Our Controversial Take on These 3 Common Feature Requests
Summary: Discover three UX best practices that catch clients off guard but are firmly rooted in research and data.
- Skip Rotating Carousels: They’re often ignored or missed by users.
- Limit Text Width: Keep text columns to 800 pixels for better readability.
- Avoid New Tabs for Links: Opening links in new tabs can confuse users.
UX Best Practices Often Advise Against These Frequently Requested Enhancements
While we always look for ways to create joy and make our clients happy, we’re fierce advocates for their users. You can count on us to bring research-backed recommendations that will create usable, accessible experiences. Here are three UX best practices that surprise folks—and frequently meet a little resistance.
1. A Rotator for Your Hero Is Not the Best Way to Go
Probably because of how ubiquitous they are (or were), many clients ask for a rotating hero on their homepage.
They are 100% the best way to settle internal disputes about whose content should appear at the top of the page. They are not the best way to ensure high visibility for content and engagement with visitors.
Why are they ineffective?
- Ad blindness: People often skip content in a rotator completely, perceiving it as an ad. It’s like me during the Super Bowl trying to pay attention to the commercials but being so trained to ignore them that I end up missing them anyway.

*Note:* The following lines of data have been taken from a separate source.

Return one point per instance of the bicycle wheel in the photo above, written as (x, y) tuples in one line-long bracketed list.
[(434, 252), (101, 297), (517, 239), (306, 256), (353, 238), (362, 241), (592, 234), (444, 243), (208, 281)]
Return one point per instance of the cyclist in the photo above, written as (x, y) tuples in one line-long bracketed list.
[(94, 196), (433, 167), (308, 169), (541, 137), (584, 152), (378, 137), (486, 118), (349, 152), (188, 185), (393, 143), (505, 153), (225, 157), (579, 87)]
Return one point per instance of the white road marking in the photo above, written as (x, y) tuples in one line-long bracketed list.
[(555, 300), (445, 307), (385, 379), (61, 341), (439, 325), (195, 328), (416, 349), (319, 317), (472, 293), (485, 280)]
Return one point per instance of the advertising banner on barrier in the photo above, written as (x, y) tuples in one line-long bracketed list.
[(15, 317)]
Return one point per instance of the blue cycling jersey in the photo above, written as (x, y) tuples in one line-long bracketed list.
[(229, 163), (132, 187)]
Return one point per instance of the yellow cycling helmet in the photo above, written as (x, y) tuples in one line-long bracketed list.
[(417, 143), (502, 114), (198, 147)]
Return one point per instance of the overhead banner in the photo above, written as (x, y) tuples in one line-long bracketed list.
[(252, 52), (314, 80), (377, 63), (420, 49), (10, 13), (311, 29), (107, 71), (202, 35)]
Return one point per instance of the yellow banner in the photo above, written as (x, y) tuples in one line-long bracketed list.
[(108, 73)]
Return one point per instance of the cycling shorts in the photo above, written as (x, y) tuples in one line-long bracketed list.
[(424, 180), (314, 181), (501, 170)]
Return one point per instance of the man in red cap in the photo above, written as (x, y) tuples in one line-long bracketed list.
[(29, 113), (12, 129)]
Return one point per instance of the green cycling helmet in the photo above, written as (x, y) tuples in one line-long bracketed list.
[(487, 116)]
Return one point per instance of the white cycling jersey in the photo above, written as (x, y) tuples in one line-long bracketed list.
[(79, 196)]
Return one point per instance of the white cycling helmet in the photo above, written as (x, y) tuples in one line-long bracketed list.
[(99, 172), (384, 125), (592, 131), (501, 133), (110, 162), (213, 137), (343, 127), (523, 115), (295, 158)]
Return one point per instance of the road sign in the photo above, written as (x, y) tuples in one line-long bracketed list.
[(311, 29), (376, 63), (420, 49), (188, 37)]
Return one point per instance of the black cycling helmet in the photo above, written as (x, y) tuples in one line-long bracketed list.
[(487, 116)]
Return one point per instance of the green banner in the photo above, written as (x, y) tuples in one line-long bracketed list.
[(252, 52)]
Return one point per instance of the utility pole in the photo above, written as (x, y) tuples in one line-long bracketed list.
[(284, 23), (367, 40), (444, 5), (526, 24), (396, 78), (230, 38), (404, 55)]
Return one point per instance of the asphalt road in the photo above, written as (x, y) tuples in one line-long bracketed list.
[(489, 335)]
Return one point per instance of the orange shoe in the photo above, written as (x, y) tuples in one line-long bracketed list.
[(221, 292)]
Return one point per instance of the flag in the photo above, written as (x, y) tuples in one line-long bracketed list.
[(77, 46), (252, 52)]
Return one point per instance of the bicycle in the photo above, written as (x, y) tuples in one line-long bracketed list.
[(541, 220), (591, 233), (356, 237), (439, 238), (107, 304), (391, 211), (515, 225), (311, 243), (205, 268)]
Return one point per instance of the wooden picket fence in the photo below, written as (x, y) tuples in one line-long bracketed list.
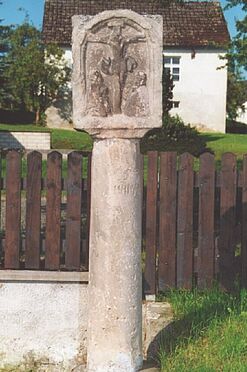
[(194, 217), (196, 222), (35, 235)]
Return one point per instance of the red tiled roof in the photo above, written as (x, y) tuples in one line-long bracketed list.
[(186, 24)]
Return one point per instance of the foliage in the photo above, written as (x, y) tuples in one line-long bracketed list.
[(167, 92), (208, 333), (5, 32), (36, 73), (239, 46), (236, 95), (237, 63), (174, 135)]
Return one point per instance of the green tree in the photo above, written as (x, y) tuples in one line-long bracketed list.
[(35, 72), (236, 95), (238, 52)]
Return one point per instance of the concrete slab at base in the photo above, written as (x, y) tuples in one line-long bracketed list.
[(43, 323)]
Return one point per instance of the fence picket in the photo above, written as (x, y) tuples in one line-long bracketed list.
[(167, 220), (244, 226), (185, 222), (73, 215), (33, 210), (206, 221), (227, 220), (86, 253), (53, 211), (13, 210), (151, 224)]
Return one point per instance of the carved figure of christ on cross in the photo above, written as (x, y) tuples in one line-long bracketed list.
[(119, 64)]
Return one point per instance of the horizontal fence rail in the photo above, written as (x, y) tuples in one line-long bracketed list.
[(194, 217), (44, 211)]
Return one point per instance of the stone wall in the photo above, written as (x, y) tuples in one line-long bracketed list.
[(43, 317), (25, 140)]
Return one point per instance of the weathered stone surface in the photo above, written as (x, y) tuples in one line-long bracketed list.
[(156, 317), (43, 325), (117, 73), (115, 287), (116, 97)]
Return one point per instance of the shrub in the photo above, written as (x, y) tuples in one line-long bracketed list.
[(174, 135)]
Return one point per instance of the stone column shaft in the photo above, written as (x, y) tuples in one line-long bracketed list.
[(115, 285)]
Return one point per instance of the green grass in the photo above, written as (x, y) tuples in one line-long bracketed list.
[(209, 332), (220, 143), (60, 138), (70, 139)]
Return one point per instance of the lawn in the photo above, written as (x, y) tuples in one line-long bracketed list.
[(209, 332), (218, 143)]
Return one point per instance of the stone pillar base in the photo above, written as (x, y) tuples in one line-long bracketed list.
[(115, 287)]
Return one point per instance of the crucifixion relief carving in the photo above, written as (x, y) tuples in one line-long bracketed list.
[(109, 90)]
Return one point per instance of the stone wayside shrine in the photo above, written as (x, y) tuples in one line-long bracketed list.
[(117, 94)]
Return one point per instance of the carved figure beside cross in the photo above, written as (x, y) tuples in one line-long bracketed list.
[(119, 64)]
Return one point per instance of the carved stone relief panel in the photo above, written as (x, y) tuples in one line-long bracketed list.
[(117, 71)]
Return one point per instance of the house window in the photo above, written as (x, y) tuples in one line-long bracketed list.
[(172, 65)]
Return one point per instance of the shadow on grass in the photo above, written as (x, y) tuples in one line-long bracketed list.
[(194, 312)]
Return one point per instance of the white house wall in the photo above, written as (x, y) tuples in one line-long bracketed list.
[(242, 116), (201, 89)]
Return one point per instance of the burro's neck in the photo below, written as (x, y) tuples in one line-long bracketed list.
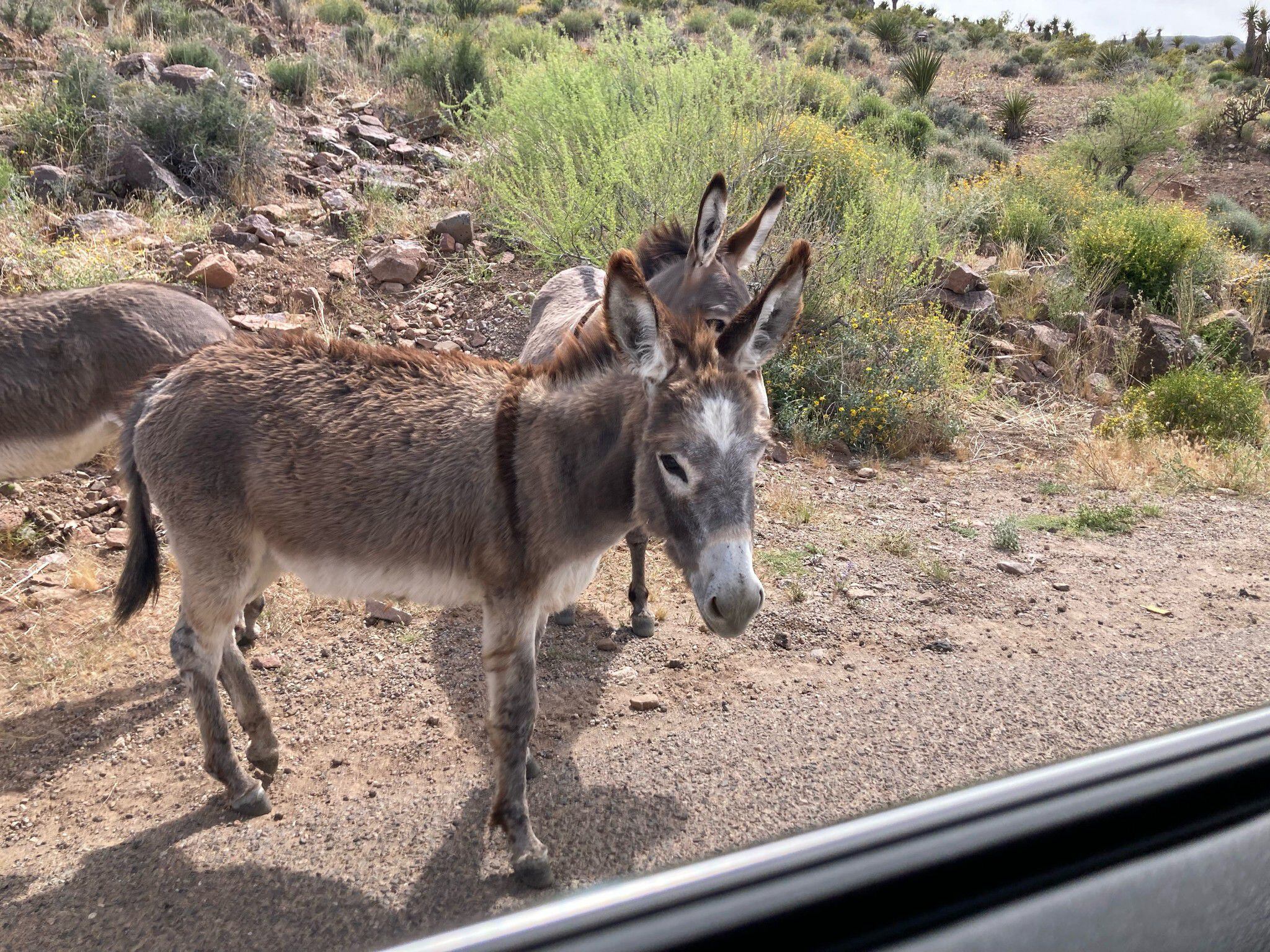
[(577, 447)]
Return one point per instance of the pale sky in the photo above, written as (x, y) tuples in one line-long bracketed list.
[(1108, 20)]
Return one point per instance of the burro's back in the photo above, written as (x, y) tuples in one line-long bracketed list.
[(70, 361)]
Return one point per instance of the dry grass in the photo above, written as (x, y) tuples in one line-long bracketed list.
[(789, 506), (1174, 465)]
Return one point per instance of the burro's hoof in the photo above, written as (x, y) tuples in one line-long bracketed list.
[(265, 763), (254, 803), (534, 871), (643, 625)]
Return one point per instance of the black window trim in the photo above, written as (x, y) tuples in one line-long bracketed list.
[(995, 842)]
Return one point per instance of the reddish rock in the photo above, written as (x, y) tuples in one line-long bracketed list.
[(215, 271)]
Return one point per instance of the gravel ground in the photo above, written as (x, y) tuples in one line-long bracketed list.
[(869, 679)]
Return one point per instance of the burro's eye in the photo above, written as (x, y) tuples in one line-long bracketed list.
[(672, 466)]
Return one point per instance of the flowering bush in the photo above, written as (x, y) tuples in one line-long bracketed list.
[(874, 380), (1147, 247), (1197, 403)]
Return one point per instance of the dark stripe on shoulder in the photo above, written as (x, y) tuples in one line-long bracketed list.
[(506, 430)]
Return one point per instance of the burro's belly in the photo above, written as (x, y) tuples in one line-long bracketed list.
[(24, 457)]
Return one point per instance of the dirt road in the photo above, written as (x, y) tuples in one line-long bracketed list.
[(894, 659)]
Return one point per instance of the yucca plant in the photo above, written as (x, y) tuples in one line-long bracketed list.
[(890, 29), (1112, 58), (918, 69), (1014, 112)]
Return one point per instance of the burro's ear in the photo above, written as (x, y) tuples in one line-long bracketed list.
[(631, 316), (761, 329), (711, 219), (747, 242)]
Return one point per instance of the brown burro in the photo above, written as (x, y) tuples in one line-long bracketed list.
[(71, 359), (374, 471), (699, 276)]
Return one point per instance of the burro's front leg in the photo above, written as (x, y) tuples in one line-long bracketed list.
[(508, 658)]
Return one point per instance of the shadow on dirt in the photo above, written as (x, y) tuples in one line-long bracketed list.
[(45, 741), (144, 894)]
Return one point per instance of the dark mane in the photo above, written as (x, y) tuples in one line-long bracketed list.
[(660, 247)]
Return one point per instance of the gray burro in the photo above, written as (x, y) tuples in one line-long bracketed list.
[(71, 359), (447, 479)]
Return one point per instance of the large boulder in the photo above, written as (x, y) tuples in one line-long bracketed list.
[(975, 306), (50, 182), (187, 77), (399, 262), (140, 173), (216, 271), (143, 66), (107, 224), (1044, 339), (458, 225), (1228, 335), (959, 278), (1161, 347)]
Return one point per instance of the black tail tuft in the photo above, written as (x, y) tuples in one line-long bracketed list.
[(140, 579)]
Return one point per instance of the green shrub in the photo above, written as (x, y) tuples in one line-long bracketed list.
[(521, 41), (585, 150), (1240, 223), (859, 51), (798, 11), (163, 18), (1005, 535), (1129, 128), (1033, 54), (579, 23), (824, 51), (907, 128), (295, 79), (889, 29), (340, 13), (193, 52), (1050, 74), (878, 381), (1014, 112), (920, 68), (1112, 58), (1198, 403), (121, 43), (699, 20), (450, 66), (71, 122), (36, 17), (1145, 245), (214, 139), (825, 93)]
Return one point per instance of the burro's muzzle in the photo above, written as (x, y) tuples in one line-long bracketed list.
[(727, 591)]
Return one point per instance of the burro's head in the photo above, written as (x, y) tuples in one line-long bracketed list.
[(706, 428)]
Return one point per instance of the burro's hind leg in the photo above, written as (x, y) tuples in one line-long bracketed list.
[(244, 628), (263, 748), (642, 621), (198, 649), (508, 658)]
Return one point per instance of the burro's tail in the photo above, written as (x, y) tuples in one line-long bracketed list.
[(140, 580)]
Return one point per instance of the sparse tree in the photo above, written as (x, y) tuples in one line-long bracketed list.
[(1260, 61), (1250, 22)]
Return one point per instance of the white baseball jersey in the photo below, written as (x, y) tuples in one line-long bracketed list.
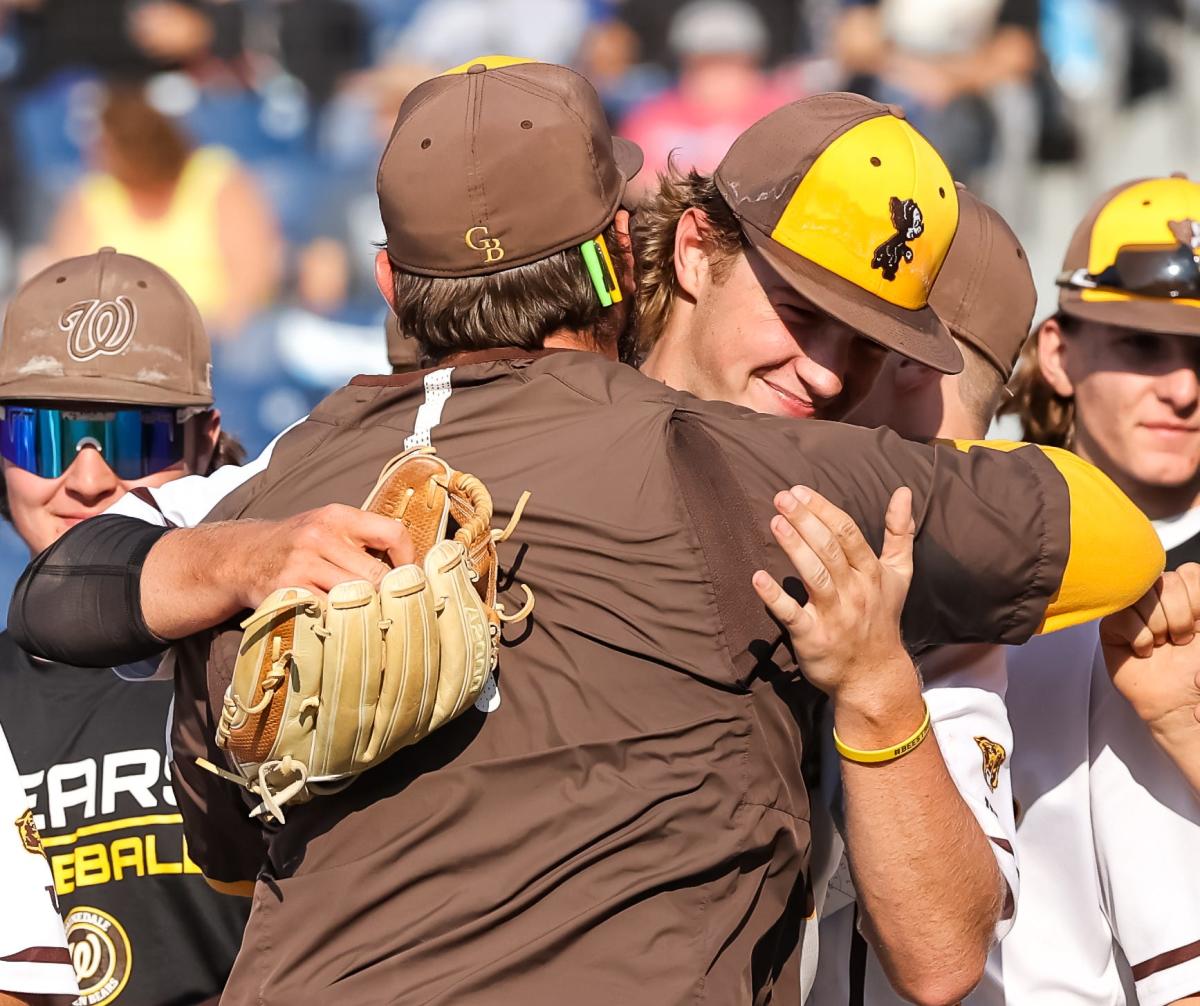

- Invisibility: If not ignored completely, only the first slide gets seen. Users rarely bother to interact to see additional slides or wait for it to auto-rotate. You are therefore likely completely hiding these items that your internal stakeholders are telling you are the most important things on the page and deserving of the prime top-of-the-page real estate.
- Usability: We do a lot of usability testing and the only thing that angers testers more than an uninvited pop-up is an auto-rotating carousel. When a user is actually trying to read the content and it then advances to the next slide, they get outright offended.
What should we do instead?
- Let user needs drive the hierarchy: The only way to meet a business need on your site is by addressing a user need. Let their needs rather than internal politics drive what gets prime real estate and know that the next slots in a vertical scroll are likely to get more eyeballs than slides 2-5 in that rotator.
- Test: What better way to settle a dispute than by setting up a head-to-head competition? Test each piece of content clamoring for that spot and see which gets the most time, the most clicks, and the most engagement with the rest of the page. Use a heatmap via Microsoft Clarity or Hotjar to measure.
- Personalize: Where possible, let the information you know about the visitor (e.g. user profile data, actions they’ve taken on the site, the channel or campaign that got them there) guide what you are showing them in your most prime real estate. This is a win for the visitor as it’s likely to be more relevant and a win for you and your competing stakeholders as it’s more likely to earn engagement.
2. Text Should Not Go the Full Width of the Page
This topic does not inspire the same passionate pushback as the other two, but boy does negative space make some people uncomfortable.
In our ever-evolving world of screen sizes and layout flexibility, we sometimes find ourselves with an area of a page with a single column of text. We often get a request to stretch that text across the whole page width. We advise against this because UX best practices dictate that it hinders readability.
Ideally, a text area is no more than ~800 pixels or 80 characters wide. When it goes much beyond that, it’s harder for our eyes to keep their place as they track to the next line.
3. That Link Should Not Open in a New Tab
This is, perhaps, our most controversial stance. Clients inevitably ask for links, particularly external links, to open in new tabs.
The rationale many clients offer is their own preference for opening items in new tabs and that they want to “keep users on their site.”
This is a great example of a time when we can’t equate our preferences with those of our target audiences or website users in general. I myself love to open a new tab. I have at least twenty open right now.
The usability research, UX best practices, and accessibility guidelines on this, however, are clear. WCAG G200 advises against opening links in new tabs except for two rare situations:
- A user needs to view the initial page at the same time as the new page in order to complete a task
- Accessing a link would log a user out
Opening a link in a new tab can be disorienting for many users. By opening it in the same window, you keep the most popular button on the Internet alive (the back button). This is particularly important on a mobile device where accessing other tabs is less intuitive.
And opening external sites in new tabs does not “keep users on the site.” By the time you’ve opened a link, you are viewing something else. We’re after real engagement, not a false “time on page” metric. And keeping the back button alive is the best way to ensure an easy path back to your content.
Users who want to open content in a new tab can and will often right-click (or similarly) to force this behavior.
Never Too Late to Change Our Minds About UX Best Practices
You may have found yourself on the other side of one of these controversial takes. It’s okay. That’s how they made it into this post! We pride ourselves on having no ego and being open to the best idea in the room, even if it’s not our own.
If the research results change (and sometimes they do), we’ll even change our own recommendations. Until they do on these three points, we’ll keep nudging our clients to follow the data on UX best practices however unpopular that might make us in the moment.